The hepatic immune system acts as a sentinel for early and minor changes in hepatic lipid content, mounting a biphasic response upon dietary insult. Priming of liver immune cells by gut-derived Toll-like receptor 4 ligands plays an important role in liver tolerance in initial phases, but continuous exposure to insults may lead to damage and reduced ability to control infections.
Fatty liver is a very common form of hepatic disease, leading to millions of cases of cirrhosis every year. Patients are often asymptomatic until becoming very sick. Therefore, it is important that we expand our knowledge of the early stages of disease pathogenesis, to enable early diagnosis. Herein, we show that even in the early stages of fatty liver disease, there are significant alterations in genes involved in the inflammatory response, suggesting that the hepatic immune system is disturbed even following minor and undetectable changes in liver fat content. This could have implications for the diagnosis and clinical management of fatty liver disease.
准确确定非酒精性脂肪性肝病(NAFLD)的发病具有挑战性。因此,肝脏对脂肪堆积的初始反应,这可能是我们理解NAFLD演变和临床结局的基础,但在很大程度上尚不清楚。在此,我们按时间顺序绘制了小鼠脂肪肝疾病早期肝脏中的免疫和代谢变化,并将其与人类NAFLD样本进行比较。
收集NAFLD患者(NAFLD活动评分[NAS]2 - 3)的肝活检组织进行基因表达谱分析。小鼠短期接受高脂饮食以模拟初始脂肪变性,并使用共聚焦活体成像、基因表达、细胞分离、流式细胞术和骨髓移植试验相结合的方法研究肝脏免疫反应。

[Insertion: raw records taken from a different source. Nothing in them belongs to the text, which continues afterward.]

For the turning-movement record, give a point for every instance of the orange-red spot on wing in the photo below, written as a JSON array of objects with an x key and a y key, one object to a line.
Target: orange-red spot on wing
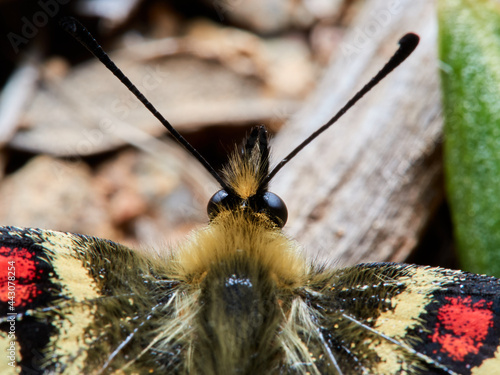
[
  {"x": 17, "y": 276},
  {"x": 462, "y": 326}
]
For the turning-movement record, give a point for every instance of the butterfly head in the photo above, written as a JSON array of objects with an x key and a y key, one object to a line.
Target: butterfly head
[{"x": 245, "y": 177}]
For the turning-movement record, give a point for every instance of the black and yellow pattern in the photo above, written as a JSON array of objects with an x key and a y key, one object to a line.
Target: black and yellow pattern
[{"x": 238, "y": 297}]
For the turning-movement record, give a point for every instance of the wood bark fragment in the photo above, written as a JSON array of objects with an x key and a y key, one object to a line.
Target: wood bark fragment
[{"x": 366, "y": 189}]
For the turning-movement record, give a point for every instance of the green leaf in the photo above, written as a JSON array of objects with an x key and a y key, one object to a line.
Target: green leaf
[{"x": 469, "y": 47}]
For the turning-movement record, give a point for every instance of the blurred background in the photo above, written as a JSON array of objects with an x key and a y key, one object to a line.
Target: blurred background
[{"x": 80, "y": 154}]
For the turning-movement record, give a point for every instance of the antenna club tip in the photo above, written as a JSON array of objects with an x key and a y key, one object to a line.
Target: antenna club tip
[{"x": 409, "y": 41}]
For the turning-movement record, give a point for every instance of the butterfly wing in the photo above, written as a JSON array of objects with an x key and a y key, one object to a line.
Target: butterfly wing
[
  {"x": 77, "y": 304},
  {"x": 386, "y": 318}
]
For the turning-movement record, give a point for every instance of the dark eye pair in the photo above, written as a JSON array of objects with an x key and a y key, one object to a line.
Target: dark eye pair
[{"x": 267, "y": 203}]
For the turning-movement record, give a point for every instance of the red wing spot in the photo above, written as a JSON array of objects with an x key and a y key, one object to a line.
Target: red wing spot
[
  {"x": 462, "y": 326},
  {"x": 22, "y": 275}
]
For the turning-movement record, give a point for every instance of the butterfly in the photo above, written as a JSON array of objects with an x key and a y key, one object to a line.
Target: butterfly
[{"x": 237, "y": 297}]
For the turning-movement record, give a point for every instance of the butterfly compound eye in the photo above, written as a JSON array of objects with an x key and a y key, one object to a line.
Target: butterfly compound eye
[
  {"x": 267, "y": 203},
  {"x": 221, "y": 198}
]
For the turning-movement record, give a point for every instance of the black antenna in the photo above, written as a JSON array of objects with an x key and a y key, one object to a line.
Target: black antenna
[
  {"x": 406, "y": 46},
  {"x": 80, "y": 33}
]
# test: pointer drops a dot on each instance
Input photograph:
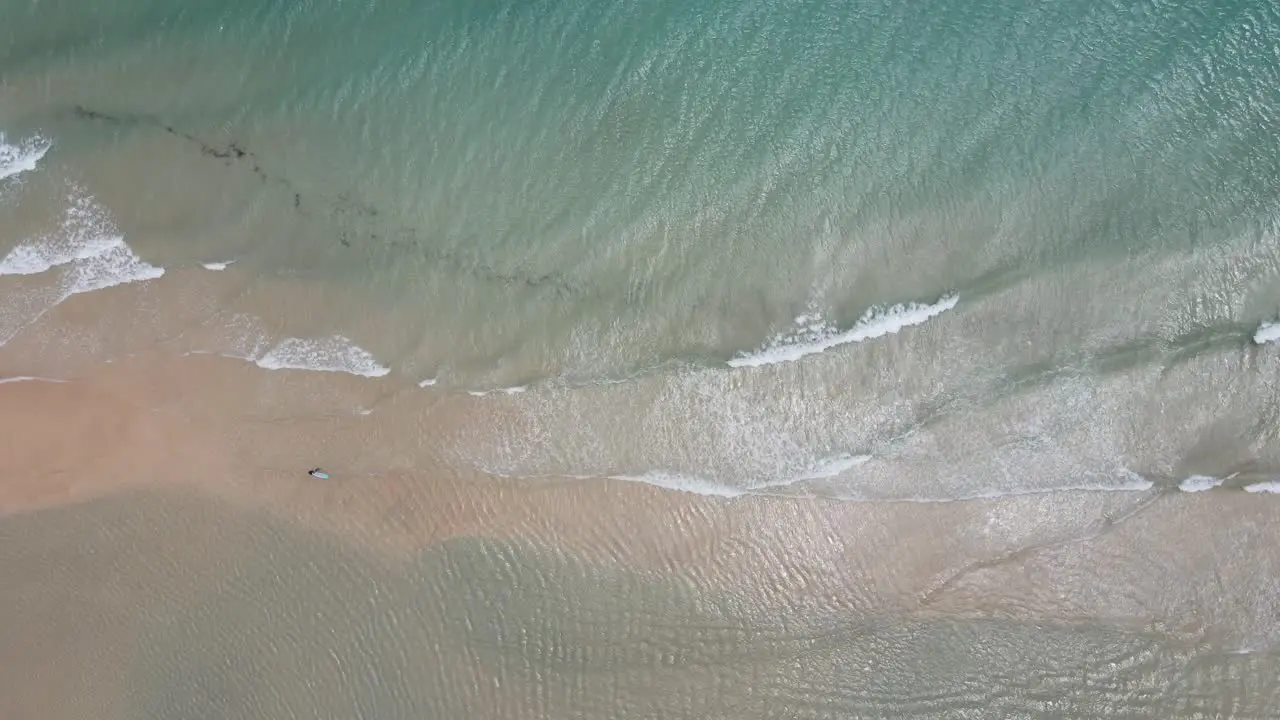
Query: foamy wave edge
(87, 249)
(334, 354)
(1267, 332)
(877, 322)
(22, 158)
(702, 486)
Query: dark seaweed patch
(347, 213)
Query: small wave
(515, 390)
(833, 466)
(30, 379)
(1200, 483)
(826, 469)
(1267, 332)
(22, 158)
(90, 253)
(813, 335)
(88, 245)
(333, 354)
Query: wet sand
(156, 511)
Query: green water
(680, 227)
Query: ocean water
(822, 251)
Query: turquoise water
(691, 224)
(824, 250)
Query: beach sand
(158, 511)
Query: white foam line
(504, 390)
(22, 158)
(874, 323)
(1200, 483)
(30, 379)
(88, 251)
(833, 466)
(334, 354)
(700, 486)
(1267, 332)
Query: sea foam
(21, 158)
(87, 250)
(334, 354)
(1200, 483)
(812, 335)
(1267, 332)
(30, 379)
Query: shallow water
(236, 615)
(909, 258)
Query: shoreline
(196, 424)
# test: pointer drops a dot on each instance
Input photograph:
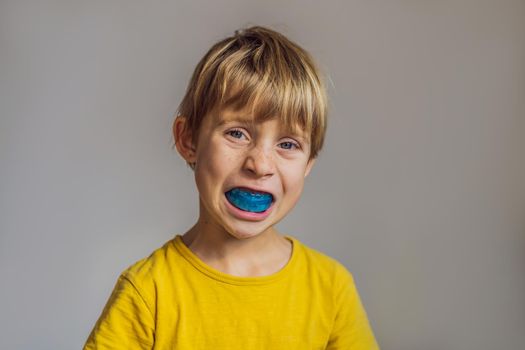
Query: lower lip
(248, 215)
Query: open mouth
(249, 200)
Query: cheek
(293, 181)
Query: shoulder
(146, 273)
(326, 267)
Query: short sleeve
(126, 321)
(351, 329)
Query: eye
(236, 133)
(289, 145)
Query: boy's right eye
(235, 133)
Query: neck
(258, 255)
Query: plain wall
(419, 190)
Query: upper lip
(255, 189)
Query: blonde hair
(261, 69)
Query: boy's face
(232, 152)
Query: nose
(259, 162)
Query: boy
(250, 126)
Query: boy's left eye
(288, 145)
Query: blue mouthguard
(249, 201)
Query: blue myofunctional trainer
(249, 201)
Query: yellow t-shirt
(173, 300)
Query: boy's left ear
(309, 166)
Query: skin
(232, 151)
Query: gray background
(419, 191)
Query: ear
(309, 166)
(183, 139)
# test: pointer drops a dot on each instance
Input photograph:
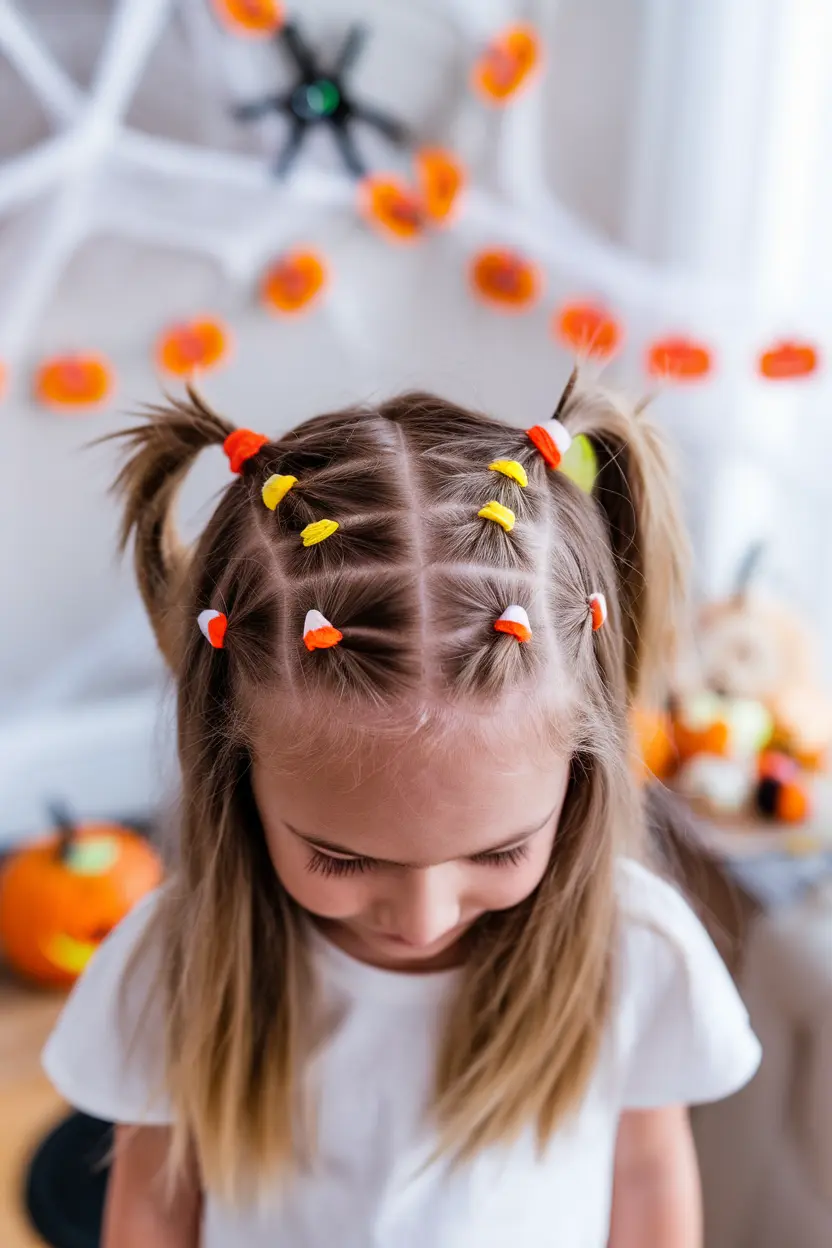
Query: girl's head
(425, 781)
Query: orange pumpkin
(392, 207)
(192, 345)
(507, 64)
(293, 282)
(253, 18)
(589, 330)
(785, 360)
(74, 381)
(440, 179)
(679, 360)
(505, 280)
(655, 746)
(62, 895)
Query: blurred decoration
(679, 360)
(193, 345)
(393, 209)
(589, 330)
(440, 179)
(256, 19)
(62, 895)
(787, 360)
(293, 282)
(505, 280)
(507, 65)
(76, 381)
(321, 97)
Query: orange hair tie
(242, 444)
(514, 620)
(212, 625)
(553, 439)
(598, 610)
(318, 633)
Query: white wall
(71, 624)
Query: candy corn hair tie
(553, 439)
(276, 488)
(502, 516)
(598, 610)
(514, 620)
(242, 444)
(512, 469)
(212, 625)
(318, 633)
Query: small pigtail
(161, 451)
(635, 488)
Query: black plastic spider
(319, 97)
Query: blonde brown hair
(414, 582)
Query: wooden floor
(28, 1103)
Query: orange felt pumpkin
(293, 282)
(62, 895)
(74, 381)
(507, 64)
(679, 360)
(440, 179)
(588, 330)
(655, 746)
(787, 360)
(392, 207)
(505, 280)
(253, 18)
(192, 345)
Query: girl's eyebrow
(331, 848)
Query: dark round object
(67, 1182)
(767, 794)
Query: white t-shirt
(679, 1033)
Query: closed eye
(329, 865)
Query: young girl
(407, 986)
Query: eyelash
(322, 864)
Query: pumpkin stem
(65, 826)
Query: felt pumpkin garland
(589, 330)
(293, 282)
(679, 360)
(256, 19)
(440, 179)
(191, 345)
(787, 360)
(393, 209)
(74, 381)
(507, 65)
(505, 280)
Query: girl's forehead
(384, 791)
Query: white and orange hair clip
(596, 604)
(514, 620)
(213, 625)
(318, 633)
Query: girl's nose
(427, 906)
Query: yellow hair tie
(318, 532)
(510, 468)
(502, 516)
(276, 489)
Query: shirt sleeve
(106, 1053)
(684, 1035)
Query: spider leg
(303, 56)
(382, 121)
(257, 109)
(291, 149)
(351, 50)
(346, 144)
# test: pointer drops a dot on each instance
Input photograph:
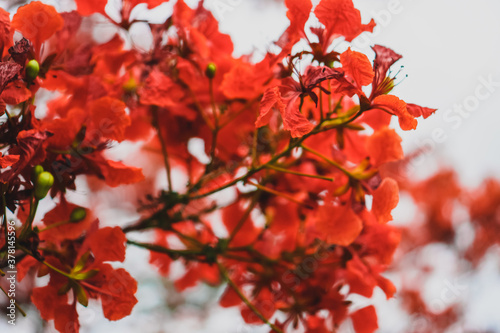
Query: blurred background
(451, 62)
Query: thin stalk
(326, 159)
(273, 167)
(163, 147)
(283, 195)
(15, 303)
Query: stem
(161, 249)
(321, 103)
(283, 195)
(243, 218)
(273, 167)
(4, 222)
(326, 159)
(27, 227)
(245, 300)
(15, 303)
(215, 130)
(163, 147)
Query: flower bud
(211, 70)
(77, 215)
(37, 170)
(43, 184)
(32, 69)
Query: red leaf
(384, 59)
(119, 288)
(298, 14)
(265, 305)
(339, 224)
(365, 320)
(385, 199)
(229, 298)
(37, 22)
(419, 111)
(117, 173)
(107, 244)
(357, 66)
(243, 81)
(384, 146)
(66, 319)
(232, 216)
(271, 98)
(340, 17)
(47, 300)
(397, 107)
(293, 120)
(15, 93)
(160, 90)
(109, 118)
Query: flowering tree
(306, 130)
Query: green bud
(37, 170)
(211, 70)
(77, 215)
(43, 184)
(32, 69)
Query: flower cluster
(302, 139)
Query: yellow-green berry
(211, 70)
(43, 184)
(32, 69)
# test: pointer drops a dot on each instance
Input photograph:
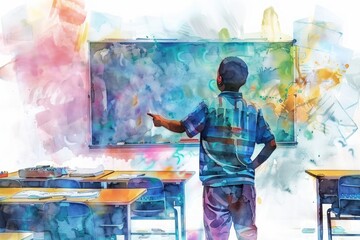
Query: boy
(229, 128)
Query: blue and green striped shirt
(229, 128)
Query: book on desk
(87, 172)
(33, 194)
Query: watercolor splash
(47, 65)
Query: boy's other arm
(264, 154)
(172, 125)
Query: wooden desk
(16, 236)
(174, 186)
(327, 187)
(15, 175)
(115, 197)
(86, 182)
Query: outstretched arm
(172, 125)
(264, 154)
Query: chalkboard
(132, 78)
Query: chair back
(62, 183)
(349, 194)
(10, 183)
(153, 201)
(69, 220)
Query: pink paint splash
(53, 75)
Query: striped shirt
(229, 128)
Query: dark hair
(234, 72)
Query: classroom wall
(44, 85)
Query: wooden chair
(152, 206)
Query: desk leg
(127, 228)
(319, 212)
(175, 195)
(182, 212)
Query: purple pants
(226, 205)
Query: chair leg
(328, 216)
(177, 225)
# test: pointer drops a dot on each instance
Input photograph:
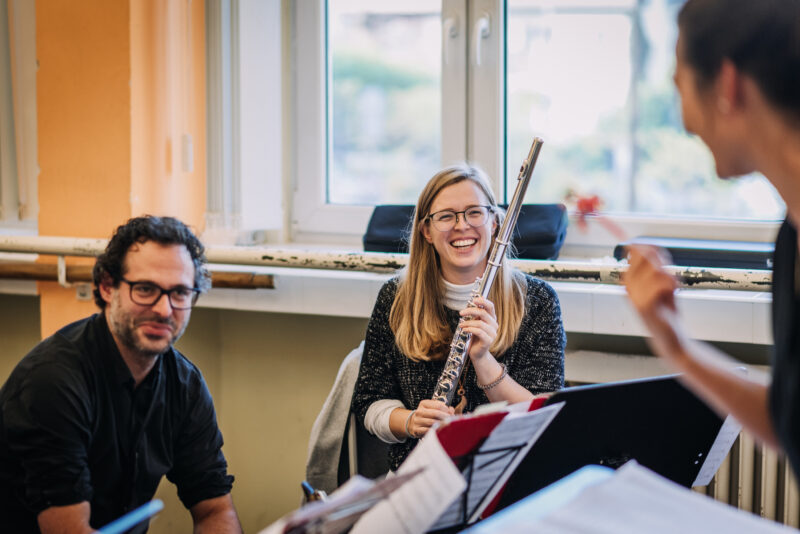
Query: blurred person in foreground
(738, 75)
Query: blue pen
(133, 518)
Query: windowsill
(590, 308)
(710, 314)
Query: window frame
(469, 87)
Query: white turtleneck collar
(456, 296)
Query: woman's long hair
(418, 318)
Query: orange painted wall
(113, 85)
(168, 107)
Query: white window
(388, 92)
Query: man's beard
(124, 325)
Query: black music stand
(655, 421)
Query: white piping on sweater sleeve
(376, 419)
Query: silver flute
(459, 347)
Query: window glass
(593, 78)
(385, 99)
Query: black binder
(655, 421)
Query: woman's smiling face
(462, 250)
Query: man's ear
(106, 287)
(729, 87)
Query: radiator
(758, 480)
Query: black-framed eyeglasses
(148, 293)
(445, 220)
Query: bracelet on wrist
(408, 420)
(490, 385)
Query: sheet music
(630, 501)
(413, 508)
(510, 440)
(342, 507)
(719, 450)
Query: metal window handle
(482, 31)
(449, 32)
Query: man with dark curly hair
(95, 415)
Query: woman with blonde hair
(518, 338)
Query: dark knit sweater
(535, 360)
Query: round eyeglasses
(148, 293)
(446, 220)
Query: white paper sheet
(719, 450)
(631, 501)
(414, 507)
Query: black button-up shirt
(73, 428)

我们在NAS 2 - 3的患者和NAFLD初始阶段的小鼠中观察到主要的免疫变化。在小鼠中,这些变化显著增加了药物性肝损伤后的死亡率,并使小鼠易患细菌感染。此外,肝细胞中Toll样受体4的缺失减弱了饮食损伤初始阶段的耐受性形成,尤其是在库普弗细胞中。
肝脏免疫系统作为肝脏脂质含量早期微小变化的哨兵,在饮食损伤时产生双相反应。肠道来源的Toll样受体4配体对肝脏免疫细胞的启动在初始阶段的肝脏耐受性中起重要作用,但持续暴露于损伤可能导致损伤并降低控制感染的能力。
脂肪肝是一种非常常见的肝脏疾病形式,每年导致数百万例肝硬化病例。患者在病情严重之前通常没有症状。因此,扩大我们对疾病发病早期阶段的认识以实现早期诊断非常重要。在此,我们表明即使在脂肪肝疾病的早期阶段,参与炎症反应的基因也有显著改变,这表明即使肝脏脂肪含量发生微小且难以检测的变化,肝脏免疫系统也会受到干扰。这可能对脂肪肝疾病的诊断和临床管理产生影响。